Fine-Tuning: Specializing a Pretrained Model

After pretraining produces a model with broad, general language understanding, fine-tuning adapts it to a specific task or behavior using a much smaller, often labeled dataset.

# Fine-tuning on a smaller, task-specific labeled dataset
model = load_pretrained_model("base-llm")
for batch in fine_tuning_dataset: # much smaller than the pretraining corpus
inputs, labels = batch
predictions = model(inputs)
loss = compute_loss(predictions, labels)
loss.backward()
optimizer.step()

This two-stage approach — broad pretraining, then narrow fine-tuning — is directly analogous to transfer learning in computer vision (pretraining a CNN on a large general image dataset, then fine-tuning on a smaller specific dataset), applied at a much larger scale in the language domain.

Instruction fine-tuning further adapts a pretrained model to follow instructions and answer questions helpfully, using datasets of example instructions and desired responses. RLHF (Reinforcement Learning from Human Feedback), covered in Reinforcement Learning Basics, refines the model further using human preference judgments as a reward signal, an additional stage beyond standard supervised fine-tuning.


The Full Pipeline, End to End

1. Collect a massive raw text corpus (books, web pages, code, etc.)
2. Tokenize the corpus into subword tokens
3. Pretrain: next-token prediction, self-supervised, at enormous scale
4. Fine-tune: instruction-following behavior on curated examples
5. RLHF (optional but common): align outputs with human preferences
6. Deploy: serve the model for inference, covered in Deep Learning Deployment

Each stage builds directly on architecture and training concepts covered earlier in this series — the transformer blocks, attention mechanism, AdamW optimizer (covered in Optimizers), and learning rate warmup/decay schedules (covered in Learning Rate Scheduling) are all used essentially unchanged, just applied at a scale of billions of parameters and trillions of training tokens.
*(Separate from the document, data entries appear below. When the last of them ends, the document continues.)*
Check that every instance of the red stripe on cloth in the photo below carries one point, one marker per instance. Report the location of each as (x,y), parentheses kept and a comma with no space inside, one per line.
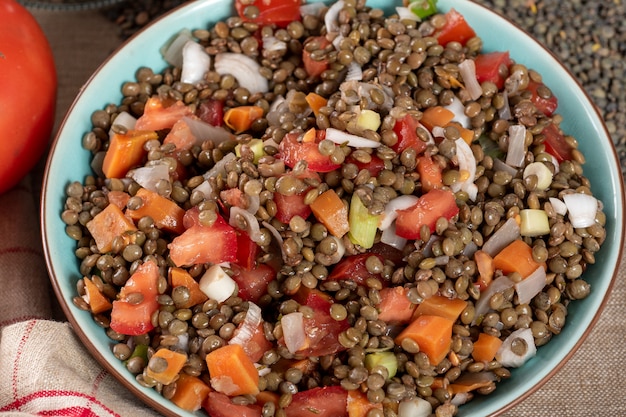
(18,354)
(21,249)
(18,403)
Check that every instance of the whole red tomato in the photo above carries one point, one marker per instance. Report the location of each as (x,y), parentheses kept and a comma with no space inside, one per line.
(27,93)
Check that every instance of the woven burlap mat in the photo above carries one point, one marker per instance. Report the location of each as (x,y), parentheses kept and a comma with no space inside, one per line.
(589,384)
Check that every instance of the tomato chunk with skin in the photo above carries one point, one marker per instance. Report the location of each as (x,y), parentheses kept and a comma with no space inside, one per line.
(429,207)
(292,151)
(278,12)
(354,267)
(489,67)
(200,244)
(456,29)
(329,401)
(129,317)
(406,131)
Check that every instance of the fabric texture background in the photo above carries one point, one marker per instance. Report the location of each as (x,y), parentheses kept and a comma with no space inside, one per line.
(44,369)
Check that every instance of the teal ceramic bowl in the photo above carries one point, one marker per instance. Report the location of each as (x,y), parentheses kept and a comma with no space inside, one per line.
(68,162)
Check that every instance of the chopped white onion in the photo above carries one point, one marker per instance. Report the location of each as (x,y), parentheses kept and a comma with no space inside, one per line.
(531,285)
(414,407)
(217,284)
(467,69)
(173,51)
(458,108)
(498,285)
(391,209)
(340,137)
(581,209)
(508,358)
(125,120)
(244,69)
(251,322)
(292,325)
(196,62)
(516,152)
(253,229)
(149,176)
(355,72)
(203,131)
(467,164)
(331,19)
(404,13)
(558,206)
(501,238)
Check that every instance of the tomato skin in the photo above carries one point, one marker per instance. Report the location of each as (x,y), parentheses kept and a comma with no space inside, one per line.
(456,29)
(278,12)
(291,151)
(329,401)
(134,319)
(406,131)
(28,82)
(429,207)
(488,67)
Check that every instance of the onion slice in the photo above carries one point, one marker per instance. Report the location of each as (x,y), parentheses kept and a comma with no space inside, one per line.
(340,137)
(244,69)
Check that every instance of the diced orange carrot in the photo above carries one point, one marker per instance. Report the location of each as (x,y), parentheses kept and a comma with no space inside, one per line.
(395,306)
(241,118)
(119,198)
(98,303)
(485,347)
(330,210)
(316,102)
(125,152)
(181,136)
(438,305)
(484,264)
(107,225)
(431,173)
(167,215)
(517,257)
(436,116)
(433,335)
(179,277)
(232,372)
(159,114)
(190,392)
(175,362)
(359,405)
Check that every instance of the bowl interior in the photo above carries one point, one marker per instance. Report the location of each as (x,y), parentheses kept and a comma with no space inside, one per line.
(580,120)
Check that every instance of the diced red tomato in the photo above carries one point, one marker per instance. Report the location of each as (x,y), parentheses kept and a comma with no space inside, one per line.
(131,318)
(545,105)
(374,166)
(291,151)
(489,67)
(158,115)
(395,306)
(429,207)
(555,143)
(200,244)
(319,402)
(406,131)
(322,331)
(253,283)
(276,12)
(354,268)
(247,250)
(456,29)
(315,68)
(211,111)
(220,405)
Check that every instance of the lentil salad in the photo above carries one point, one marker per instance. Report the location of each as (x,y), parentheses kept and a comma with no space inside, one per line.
(421,272)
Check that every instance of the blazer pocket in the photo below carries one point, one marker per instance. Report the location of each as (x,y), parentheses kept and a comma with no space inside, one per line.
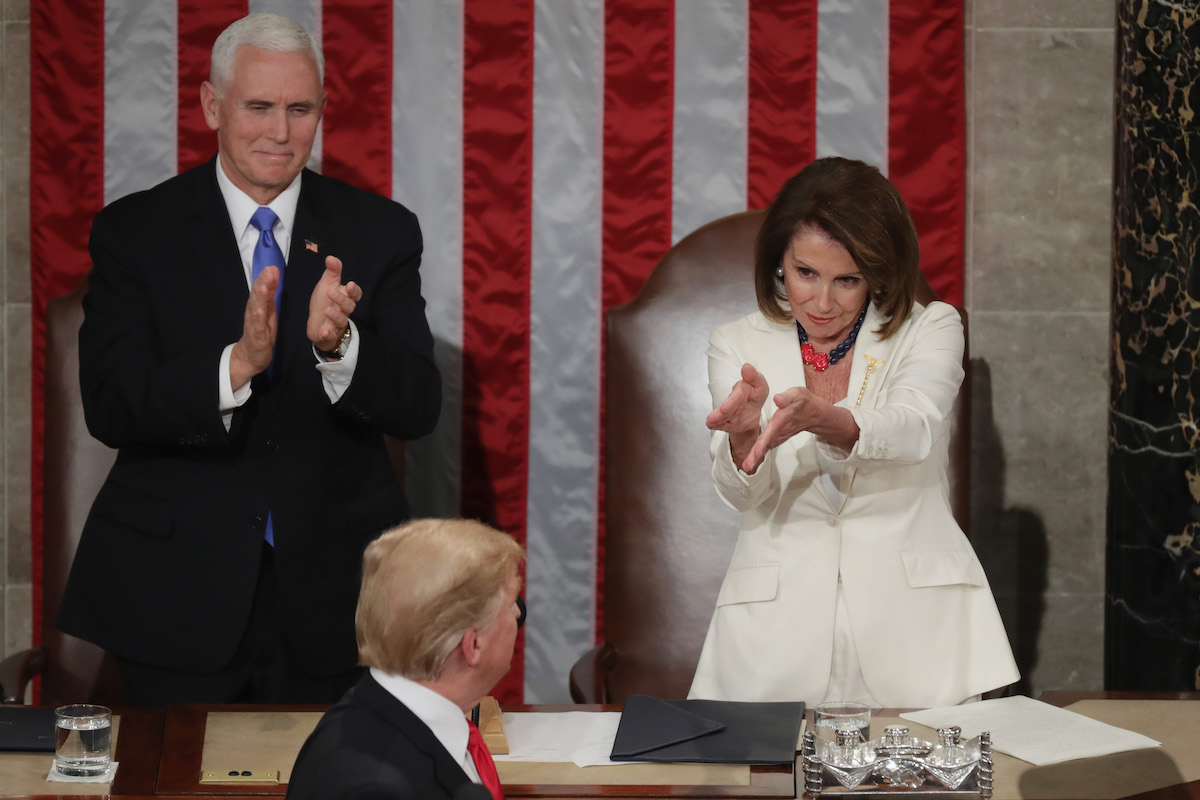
(131,509)
(942,569)
(750,584)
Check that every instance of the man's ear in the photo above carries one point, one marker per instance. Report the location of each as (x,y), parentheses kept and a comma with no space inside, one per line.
(209,104)
(472,648)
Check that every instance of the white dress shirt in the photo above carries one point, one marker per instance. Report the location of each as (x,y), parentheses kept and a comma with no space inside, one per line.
(443,717)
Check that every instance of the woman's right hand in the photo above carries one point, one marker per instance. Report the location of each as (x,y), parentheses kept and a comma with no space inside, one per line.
(741,414)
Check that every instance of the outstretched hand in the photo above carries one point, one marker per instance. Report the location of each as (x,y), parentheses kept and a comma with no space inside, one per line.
(742,409)
(253,352)
(330,306)
(797,410)
(741,413)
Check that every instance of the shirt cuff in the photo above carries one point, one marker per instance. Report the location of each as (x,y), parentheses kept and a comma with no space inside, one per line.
(336,376)
(228,398)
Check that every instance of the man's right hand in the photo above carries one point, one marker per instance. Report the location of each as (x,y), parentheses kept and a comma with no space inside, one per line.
(253,352)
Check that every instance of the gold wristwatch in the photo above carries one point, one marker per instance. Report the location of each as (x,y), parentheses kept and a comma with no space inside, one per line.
(343,344)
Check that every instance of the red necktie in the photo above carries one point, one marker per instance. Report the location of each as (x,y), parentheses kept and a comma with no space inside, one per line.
(484,763)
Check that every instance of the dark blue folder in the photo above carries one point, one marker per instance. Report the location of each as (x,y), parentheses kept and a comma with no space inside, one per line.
(707,732)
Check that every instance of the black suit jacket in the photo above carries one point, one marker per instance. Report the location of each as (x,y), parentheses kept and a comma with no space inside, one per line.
(370,745)
(168,558)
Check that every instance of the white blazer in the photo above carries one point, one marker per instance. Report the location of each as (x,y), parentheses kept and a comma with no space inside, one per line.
(924,620)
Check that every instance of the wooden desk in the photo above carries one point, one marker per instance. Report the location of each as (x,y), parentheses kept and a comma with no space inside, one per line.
(185,756)
(161,756)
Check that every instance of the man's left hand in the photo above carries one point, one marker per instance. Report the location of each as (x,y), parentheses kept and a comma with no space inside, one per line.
(330,306)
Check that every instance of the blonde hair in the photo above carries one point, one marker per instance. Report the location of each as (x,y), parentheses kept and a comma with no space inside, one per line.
(424,585)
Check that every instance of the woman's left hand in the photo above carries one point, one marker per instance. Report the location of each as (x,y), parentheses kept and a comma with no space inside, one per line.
(798,410)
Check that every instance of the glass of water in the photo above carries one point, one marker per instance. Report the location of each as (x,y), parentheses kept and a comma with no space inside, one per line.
(845,716)
(83,740)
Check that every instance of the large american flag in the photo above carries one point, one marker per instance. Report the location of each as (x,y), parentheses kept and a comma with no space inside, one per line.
(553,151)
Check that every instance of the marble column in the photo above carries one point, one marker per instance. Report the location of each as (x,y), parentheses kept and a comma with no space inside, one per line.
(1152,621)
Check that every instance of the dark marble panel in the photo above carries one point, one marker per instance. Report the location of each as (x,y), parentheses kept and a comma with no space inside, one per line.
(1153,548)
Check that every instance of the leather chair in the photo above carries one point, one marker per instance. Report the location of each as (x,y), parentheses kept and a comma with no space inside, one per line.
(75,465)
(669,539)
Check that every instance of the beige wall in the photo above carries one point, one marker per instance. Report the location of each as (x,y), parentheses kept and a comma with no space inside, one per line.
(1039,109)
(1039,98)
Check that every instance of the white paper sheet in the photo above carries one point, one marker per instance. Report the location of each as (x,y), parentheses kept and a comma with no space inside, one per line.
(581,737)
(1033,731)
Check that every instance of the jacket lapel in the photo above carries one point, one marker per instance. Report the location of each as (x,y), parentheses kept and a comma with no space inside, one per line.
(447,771)
(870,359)
(214,250)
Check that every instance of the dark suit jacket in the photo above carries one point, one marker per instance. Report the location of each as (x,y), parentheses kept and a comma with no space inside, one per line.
(169,555)
(370,745)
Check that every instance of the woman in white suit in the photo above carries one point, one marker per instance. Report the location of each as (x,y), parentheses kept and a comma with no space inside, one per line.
(850,579)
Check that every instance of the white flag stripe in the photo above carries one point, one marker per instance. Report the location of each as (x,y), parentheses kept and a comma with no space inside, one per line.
(852,80)
(564,348)
(426,176)
(709,151)
(141,95)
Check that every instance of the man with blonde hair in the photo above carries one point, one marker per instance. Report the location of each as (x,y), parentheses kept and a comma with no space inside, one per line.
(437,620)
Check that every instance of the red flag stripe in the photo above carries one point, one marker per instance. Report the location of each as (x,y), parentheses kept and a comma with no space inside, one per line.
(199,24)
(927,133)
(639,119)
(639,114)
(357,130)
(783,95)
(497,212)
(66,188)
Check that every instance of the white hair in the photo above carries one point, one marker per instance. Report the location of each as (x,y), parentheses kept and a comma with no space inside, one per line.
(267,31)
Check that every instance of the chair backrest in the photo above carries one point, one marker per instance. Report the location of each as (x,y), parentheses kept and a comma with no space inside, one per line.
(667,536)
(75,467)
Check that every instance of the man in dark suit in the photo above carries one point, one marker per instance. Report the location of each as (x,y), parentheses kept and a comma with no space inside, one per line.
(220,561)
(437,620)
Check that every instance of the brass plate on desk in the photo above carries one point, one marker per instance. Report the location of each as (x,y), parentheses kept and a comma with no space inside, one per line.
(240,775)
(491,725)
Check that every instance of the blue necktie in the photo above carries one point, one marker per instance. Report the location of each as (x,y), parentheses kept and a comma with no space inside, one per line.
(268,253)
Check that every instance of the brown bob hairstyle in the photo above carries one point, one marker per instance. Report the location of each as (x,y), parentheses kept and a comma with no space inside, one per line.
(424,585)
(858,208)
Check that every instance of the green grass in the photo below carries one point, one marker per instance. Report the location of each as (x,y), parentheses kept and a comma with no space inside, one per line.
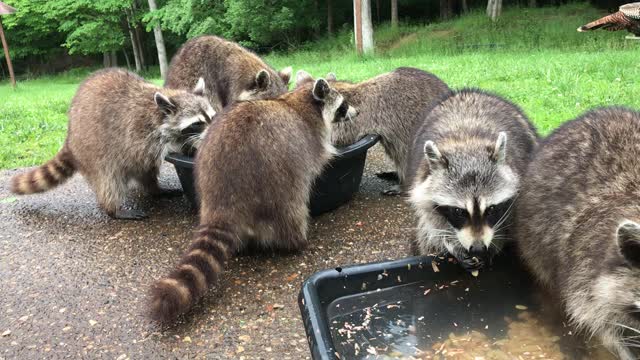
(538,61)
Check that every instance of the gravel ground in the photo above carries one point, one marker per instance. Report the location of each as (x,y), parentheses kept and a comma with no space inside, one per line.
(73,283)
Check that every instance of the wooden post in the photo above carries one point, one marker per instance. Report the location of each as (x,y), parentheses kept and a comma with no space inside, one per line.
(357,16)
(5,46)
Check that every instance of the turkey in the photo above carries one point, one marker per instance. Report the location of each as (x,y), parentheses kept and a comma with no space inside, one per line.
(628,18)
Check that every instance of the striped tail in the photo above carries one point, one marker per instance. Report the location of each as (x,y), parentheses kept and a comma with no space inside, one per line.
(197,271)
(49,175)
(613,22)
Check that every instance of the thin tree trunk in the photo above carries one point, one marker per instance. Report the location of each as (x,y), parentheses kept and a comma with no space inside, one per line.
(329,17)
(494,9)
(364,27)
(114,58)
(134,43)
(5,46)
(394,13)
(143,63)
(162,51)
(126,58)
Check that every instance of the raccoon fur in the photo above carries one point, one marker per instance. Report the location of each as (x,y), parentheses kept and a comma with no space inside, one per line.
(577,224)
(390,105)
(231,72)
(254,176)
(120,128)
(463,173)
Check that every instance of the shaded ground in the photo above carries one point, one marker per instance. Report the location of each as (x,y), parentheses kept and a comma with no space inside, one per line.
(73,283)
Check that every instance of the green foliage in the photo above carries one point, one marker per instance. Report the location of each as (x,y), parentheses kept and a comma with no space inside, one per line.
(551,78)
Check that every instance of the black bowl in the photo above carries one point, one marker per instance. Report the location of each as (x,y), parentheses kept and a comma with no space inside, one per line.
(335,186)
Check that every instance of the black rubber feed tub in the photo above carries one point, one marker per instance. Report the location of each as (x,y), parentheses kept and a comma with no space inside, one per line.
(414,309)
(335,186)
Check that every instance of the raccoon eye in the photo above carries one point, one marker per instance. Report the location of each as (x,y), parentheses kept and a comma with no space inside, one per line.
(457,217)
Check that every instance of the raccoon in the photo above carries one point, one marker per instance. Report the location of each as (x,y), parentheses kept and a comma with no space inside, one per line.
(577,223)
(120,129)
(254,175)
(464,172)
(231,72)
(391,106)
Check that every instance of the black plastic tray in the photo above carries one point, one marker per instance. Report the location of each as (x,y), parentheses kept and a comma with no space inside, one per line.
(335,186)
(396,291)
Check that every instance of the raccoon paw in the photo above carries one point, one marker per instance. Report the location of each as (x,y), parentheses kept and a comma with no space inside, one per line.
(167,193)
(130,215)
(391,176)
(393,191)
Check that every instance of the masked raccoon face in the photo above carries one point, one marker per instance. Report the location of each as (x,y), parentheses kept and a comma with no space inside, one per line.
(186,116)
(334,107)
(266,86)
(469,193)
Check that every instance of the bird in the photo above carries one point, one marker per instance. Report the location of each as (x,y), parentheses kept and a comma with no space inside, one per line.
(627,18)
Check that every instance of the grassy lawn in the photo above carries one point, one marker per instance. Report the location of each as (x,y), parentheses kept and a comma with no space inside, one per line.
(533,57)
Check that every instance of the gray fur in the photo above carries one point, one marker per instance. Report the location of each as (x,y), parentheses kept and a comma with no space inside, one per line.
(254,176)
(391,105)
(577,223)
(231,72)
(469,152)
(120,129)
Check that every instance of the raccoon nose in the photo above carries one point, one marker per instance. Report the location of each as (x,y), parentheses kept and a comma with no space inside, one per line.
(478,250)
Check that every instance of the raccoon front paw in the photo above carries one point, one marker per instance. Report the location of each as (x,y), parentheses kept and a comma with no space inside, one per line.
(393,191)
(130,214)
(167,193)
(390,176)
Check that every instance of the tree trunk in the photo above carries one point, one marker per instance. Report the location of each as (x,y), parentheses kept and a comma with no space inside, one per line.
(494,9)
(138,34)
(394,13)
(162,51)
(126,58)
(329,17)
(114,58)
(363,26)
(445,10)
(134,42)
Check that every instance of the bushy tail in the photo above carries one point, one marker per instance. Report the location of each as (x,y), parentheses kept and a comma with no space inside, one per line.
(613,22)
(196,272)
(49,175)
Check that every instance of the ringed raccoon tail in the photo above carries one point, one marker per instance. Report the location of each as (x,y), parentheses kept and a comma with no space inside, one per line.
(47,176)
(196,272)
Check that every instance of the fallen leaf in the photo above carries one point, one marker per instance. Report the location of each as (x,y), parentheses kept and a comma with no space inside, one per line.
(435,266)
(244,338)
(8,200)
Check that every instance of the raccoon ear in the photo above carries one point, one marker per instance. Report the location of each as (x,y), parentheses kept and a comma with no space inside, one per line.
(432,154)
(321,89)
(628,236)
(500,151)
(200,87)
(302,77)
(164,104)
(285,74)
(262,79)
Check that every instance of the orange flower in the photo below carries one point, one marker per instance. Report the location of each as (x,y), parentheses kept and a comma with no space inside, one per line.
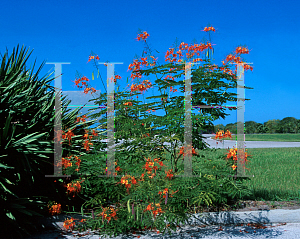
(93,57)
(241,50)
(182,151)
(143,36)
(169,174)
(206,29)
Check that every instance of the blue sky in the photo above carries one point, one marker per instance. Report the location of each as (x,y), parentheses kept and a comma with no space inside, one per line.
(68,31)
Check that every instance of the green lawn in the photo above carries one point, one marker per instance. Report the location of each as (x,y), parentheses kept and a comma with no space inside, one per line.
(269,137)
(276,173)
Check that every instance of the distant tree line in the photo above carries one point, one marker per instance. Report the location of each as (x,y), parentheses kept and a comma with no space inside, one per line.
(286,125)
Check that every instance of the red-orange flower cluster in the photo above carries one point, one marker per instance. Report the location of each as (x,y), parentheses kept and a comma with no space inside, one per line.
(93,57)
(206,29)
(143,36)
(237,59)
(182,151)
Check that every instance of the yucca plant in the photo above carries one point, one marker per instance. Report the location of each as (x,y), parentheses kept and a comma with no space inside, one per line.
(27,144)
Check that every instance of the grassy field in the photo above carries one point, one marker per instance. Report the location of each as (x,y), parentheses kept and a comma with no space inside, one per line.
(269,137)
(276,173)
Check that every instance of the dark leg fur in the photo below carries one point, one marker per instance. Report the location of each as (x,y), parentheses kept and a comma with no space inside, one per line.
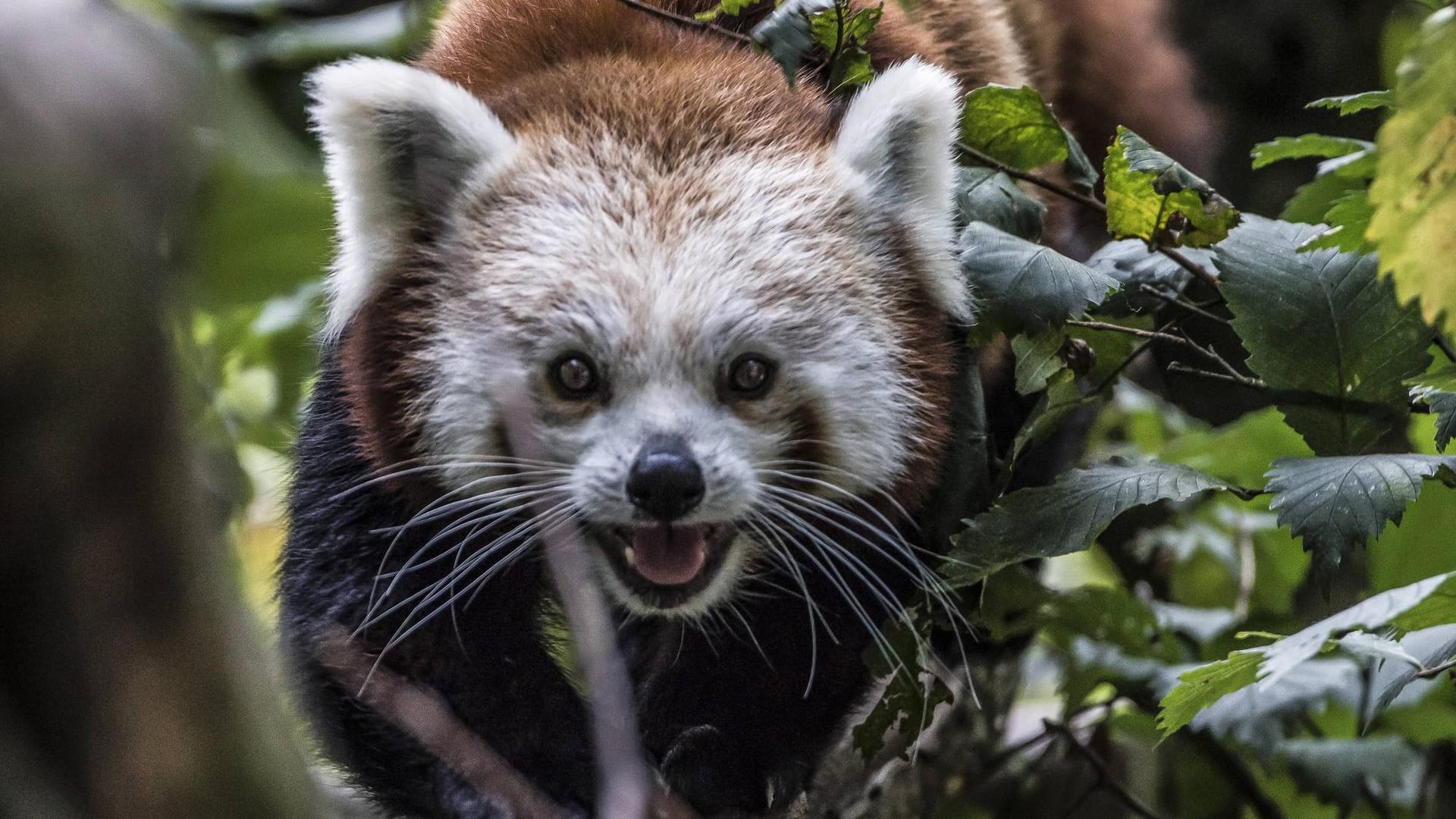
(730,732)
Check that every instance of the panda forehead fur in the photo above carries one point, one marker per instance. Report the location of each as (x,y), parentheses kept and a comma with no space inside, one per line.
(827,256)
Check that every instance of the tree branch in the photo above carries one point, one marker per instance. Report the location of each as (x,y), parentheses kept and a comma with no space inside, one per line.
(421,714)
(688,22)
(1106,777)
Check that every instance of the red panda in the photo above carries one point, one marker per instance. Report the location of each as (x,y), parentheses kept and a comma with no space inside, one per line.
(734,309)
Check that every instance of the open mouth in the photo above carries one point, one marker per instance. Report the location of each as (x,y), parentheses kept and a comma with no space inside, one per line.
(666,564)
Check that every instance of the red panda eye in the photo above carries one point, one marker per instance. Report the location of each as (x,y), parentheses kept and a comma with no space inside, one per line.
(574,376)
(750,376)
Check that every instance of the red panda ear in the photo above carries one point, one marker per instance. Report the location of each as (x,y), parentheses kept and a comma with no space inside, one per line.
(899,133)
(400,145)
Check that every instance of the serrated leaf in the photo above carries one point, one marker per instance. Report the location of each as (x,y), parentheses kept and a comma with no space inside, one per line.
(1438,390)
(1012,126)
(983,194)
(1133,264)
(1343,771)
(1375,648)
(1376,611)
(910,695)
(1324,324)
(1256,716)
(1313,200)
(1305,146)
(1147,188)
(1204,686)
(1068,515)
(1414,191)
(1015,127)
(1338,503)
(786,34)
(1348,219)
(1031,286)
(1037,359)
(1356,102)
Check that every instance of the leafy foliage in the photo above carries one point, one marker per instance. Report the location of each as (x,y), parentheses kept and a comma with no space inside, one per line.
(1031,286)
(1323,324)
(1338,503)
(1414,191)
(1152,197)
(1307,146)
(1438,390)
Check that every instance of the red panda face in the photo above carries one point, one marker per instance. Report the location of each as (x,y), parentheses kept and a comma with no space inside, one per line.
(724,353)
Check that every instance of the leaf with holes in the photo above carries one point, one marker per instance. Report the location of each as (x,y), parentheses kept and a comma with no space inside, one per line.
(1348,219)
(1307,146)
(1438,390)
(1037,359)
(786,34)
(1222,695)
(1338,503)
(1149,194)
(1356,102)
(1326,327)
(1014,126)
(910,694)
(983,194)
(1134,265)
(1068,515)
(1028,284)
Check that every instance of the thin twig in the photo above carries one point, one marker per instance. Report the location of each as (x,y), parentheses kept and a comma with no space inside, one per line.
(1237,774)
(1104,774)
(628,787)
(1040,181)
(689,22)
(1445,344)
(1180,303)
(1438,670)
(428,720)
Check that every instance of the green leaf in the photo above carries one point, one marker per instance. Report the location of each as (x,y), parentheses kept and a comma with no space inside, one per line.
(983,194)
(1348,219)
(1313,200)
(1338,503)
(1438,390)
(1037,359)
(1068,515)
(1356,102)
(1414,191)
(1204,686)
(1147,188)
(1133,264)
(786,34)
(1015,126)
(843,34)
(1028,284)
(1219,695)
(1327,325)
(1302,148)
(1012,126)
(910,695)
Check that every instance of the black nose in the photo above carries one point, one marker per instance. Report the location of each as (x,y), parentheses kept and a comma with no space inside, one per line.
(664,480)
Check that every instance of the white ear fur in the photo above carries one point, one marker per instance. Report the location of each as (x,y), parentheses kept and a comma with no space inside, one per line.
(398,142)
(899,133)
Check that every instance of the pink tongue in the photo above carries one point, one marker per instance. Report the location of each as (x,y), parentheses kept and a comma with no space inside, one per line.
(669,556)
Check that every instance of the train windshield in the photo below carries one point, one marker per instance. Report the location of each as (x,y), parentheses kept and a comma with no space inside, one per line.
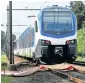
(57,21)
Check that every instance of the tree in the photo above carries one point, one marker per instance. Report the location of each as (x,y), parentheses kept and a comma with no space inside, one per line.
(3,39)
(79,9)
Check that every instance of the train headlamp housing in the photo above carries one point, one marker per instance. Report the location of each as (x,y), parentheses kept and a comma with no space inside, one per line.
(45,42)
(70,41)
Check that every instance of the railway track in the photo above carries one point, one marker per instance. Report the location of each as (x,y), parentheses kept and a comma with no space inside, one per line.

Context Window: A Practical Constraint Worth Understanding

Every LLM has a maximum context window — the number of tokens it can process in a single input, directly tied to the self-attention computation covered in Transformers, where every token attends to every other token, an operation whose computational cost grows quadratically with sequence length. This is a genuinely practical constraint: a document longer than the context window simply can’t be processed in a single pass, requiring it to be chunked, summarized in pieces, or handled through techniques like retrieval-augmented generation instead. Context window size has grown substantially across model generations as researchers have found more computationally efficient variants of attention, but the fundamental tradeoff between context length and computational cost remains a real, practical consideration when choosing a model or designing a system around one.

Summary

StagePurpose
TokenizationConverts text into a sequence of discrete, numeric tokens
EmbeddingsMaps tokens to dense, meaningful vector representations
PretrainingSelf-supervised learning of broad language understanding from raw text
Fine-tuningSpecializes the pretrained model for specific tasks or behaviors

LLMs aren’t a fundamentally different kind of neural network requiring an entirely new theoretical framework — they’re transformers, trained via the same core mechanisms covered throughout this series, distinguished mainly by their training pipeline’s scale and the specific self-supervised objective that makes learning from raw, unlabeled text at that scale possible.